SARA E DAVIES  |

Prescription limits on contraceptives, closures of specialist sexual and reproductive health clinics, halts on comprehensive sexual education, and tightened access to safe abortion. Each of these phenomena occurs in times of health crises and states of emergency, and each is happening in the world right now in response to Covid-19. What is not widely known, however, is that each is also driven by political choices made by governments.

In response to the current pandemic, the United Nations Population Fund (UNFPA) has recommended that states adopt three strategic priorities: provision of personal protective equipment (PPE) to sexual and reproductive health care workers so clinics can remain open; continuation of services for gender-based violence as a first response health measure (to supply morning-after pills and treatment of STDs); and prioritising of contraceptive and reproductive health supplies. In short, the UNFPA is asking states to help sexual and reproductive clinics remain open and ensure that they are safe, legal spaces for women to access.

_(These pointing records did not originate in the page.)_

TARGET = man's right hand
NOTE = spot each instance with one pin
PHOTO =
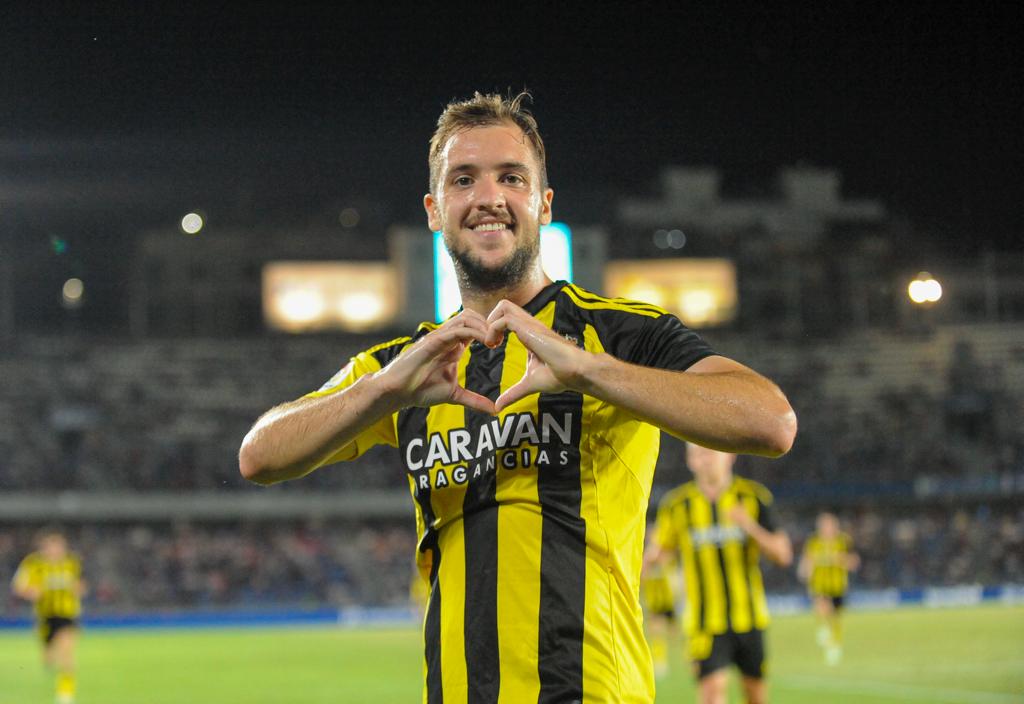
(426, 374)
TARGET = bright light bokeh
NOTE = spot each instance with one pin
(701, 292)
(72, 292)
(556, 258)
(360, 308)
(192, 223)
(925, 289)
(301, 305)
(300, 297)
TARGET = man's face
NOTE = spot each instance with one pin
(53, 546)
(489, 205)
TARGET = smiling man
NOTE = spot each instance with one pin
(528, 423)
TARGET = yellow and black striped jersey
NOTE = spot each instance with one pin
(530, 523)
(57, 581)
(724, 588)
(828, 559)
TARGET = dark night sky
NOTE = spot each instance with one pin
(113, 120)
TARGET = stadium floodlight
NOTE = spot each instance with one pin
(304, 297)
(192, 223)
(924, 289)
(72, 293)
(556, 258)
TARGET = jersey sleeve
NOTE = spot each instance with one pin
(382, 432)
(665, 343)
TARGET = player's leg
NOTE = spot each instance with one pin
(712, 689)
(822, 613)
(62, 645)
(712, 656)
(834, 652)
(751, 661)
(657, 632)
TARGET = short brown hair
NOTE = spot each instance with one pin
(484, 111)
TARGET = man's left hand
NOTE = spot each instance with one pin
(553, 364)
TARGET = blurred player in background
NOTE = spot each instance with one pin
(51, 579)
(658, 602)
(825, 564)
(720, 524)
(528, 423)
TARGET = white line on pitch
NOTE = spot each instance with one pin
(935, 695)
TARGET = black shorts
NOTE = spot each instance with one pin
(48, 627)
(837, 601)
(747, 651)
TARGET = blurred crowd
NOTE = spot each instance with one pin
(161, 566)
(170, 414)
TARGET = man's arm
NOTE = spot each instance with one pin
(293, 439)
(718, 402)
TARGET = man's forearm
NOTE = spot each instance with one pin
(734, 410)
(295, 438)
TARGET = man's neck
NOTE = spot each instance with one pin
(520, 294)
(712, 487)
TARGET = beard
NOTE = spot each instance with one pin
(473, 274)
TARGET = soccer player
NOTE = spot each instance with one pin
(51, 579)
(825, 563)
(528, 424)
(720, 524)
(659, 610)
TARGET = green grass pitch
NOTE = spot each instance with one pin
(947, 656)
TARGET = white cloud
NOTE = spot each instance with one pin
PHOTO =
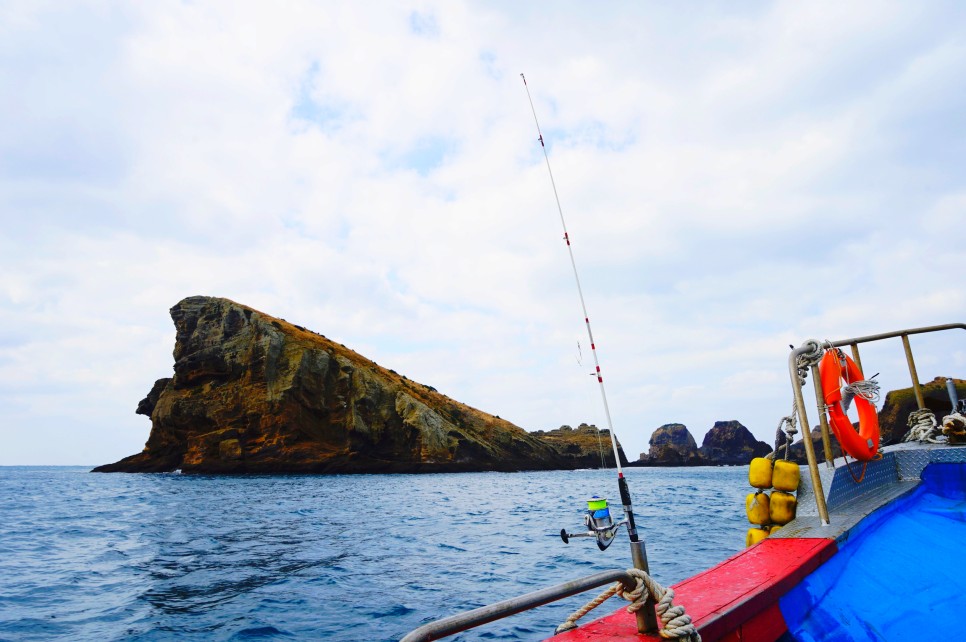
(734, 179)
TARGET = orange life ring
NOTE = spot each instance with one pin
(864, 444)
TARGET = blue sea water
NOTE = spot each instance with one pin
(349, 557)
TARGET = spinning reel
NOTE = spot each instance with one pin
(599, 523)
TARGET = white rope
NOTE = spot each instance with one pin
(785, 438)
(865, 389)
(922, 427)
(675, 623)
(954, 427)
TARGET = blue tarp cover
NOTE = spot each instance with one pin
(900, 576)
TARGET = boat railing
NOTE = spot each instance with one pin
(807, 354)
(499, 610)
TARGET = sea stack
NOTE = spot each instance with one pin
(252, 393)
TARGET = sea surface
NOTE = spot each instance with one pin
(349, 557)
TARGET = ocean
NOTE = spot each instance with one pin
(347, 557)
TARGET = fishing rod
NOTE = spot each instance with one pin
(591, 520)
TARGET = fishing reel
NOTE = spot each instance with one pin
(599, 523)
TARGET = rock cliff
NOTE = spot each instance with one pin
(892, 417)
(672, 445)
(899, 403)
(255, 394)
(727, 443)
(730, 443)
(584, 446)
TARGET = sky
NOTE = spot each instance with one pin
(735, 178)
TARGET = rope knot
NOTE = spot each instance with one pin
(675, 623)
(922, 426)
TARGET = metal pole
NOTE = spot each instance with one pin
(822, 419)
(646, 616)
(912, 372)
(855, 356)
(807, 435)
(476, 617)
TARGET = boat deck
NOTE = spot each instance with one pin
(739, 598)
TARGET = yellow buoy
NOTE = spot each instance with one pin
(782, 507)
(756, 506)
(759, 472)
(785, 475)
(754, 536)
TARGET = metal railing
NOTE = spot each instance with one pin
(462, 621)
(807, 348)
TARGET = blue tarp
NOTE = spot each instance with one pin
(900, 576)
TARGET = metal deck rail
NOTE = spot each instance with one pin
(809, 348)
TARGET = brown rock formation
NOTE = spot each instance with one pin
(892, 418)
(899, 403)
(671, 445)
(253, 394)
(730, 443)
(583, 445)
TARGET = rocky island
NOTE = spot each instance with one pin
(252, 393)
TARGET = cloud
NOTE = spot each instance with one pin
(734, 179)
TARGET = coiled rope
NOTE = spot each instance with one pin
(784, 437)
(922, 427)
(954, 427)
(675, 623)
(866, 389)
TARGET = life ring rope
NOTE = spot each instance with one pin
(834, 368)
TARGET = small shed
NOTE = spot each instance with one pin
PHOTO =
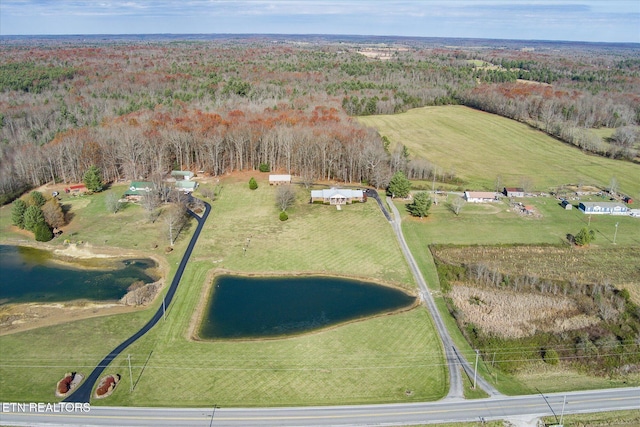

The International Planned Parenthood Federation (IPPF) has conducted a survey with its national members on the impact of Covid-19. Their findings show that states are already failing to meet the UNFPA priorities. Across 64 countries, thousands of static and mobile clinics and community-based care outlets have already closed as a result of the pandemic. Shortages of contraceptive supplies, scaled-down prioritisation of HIV testing, reduced access to abortion care, and lockdown restrictions have all had a collective effect.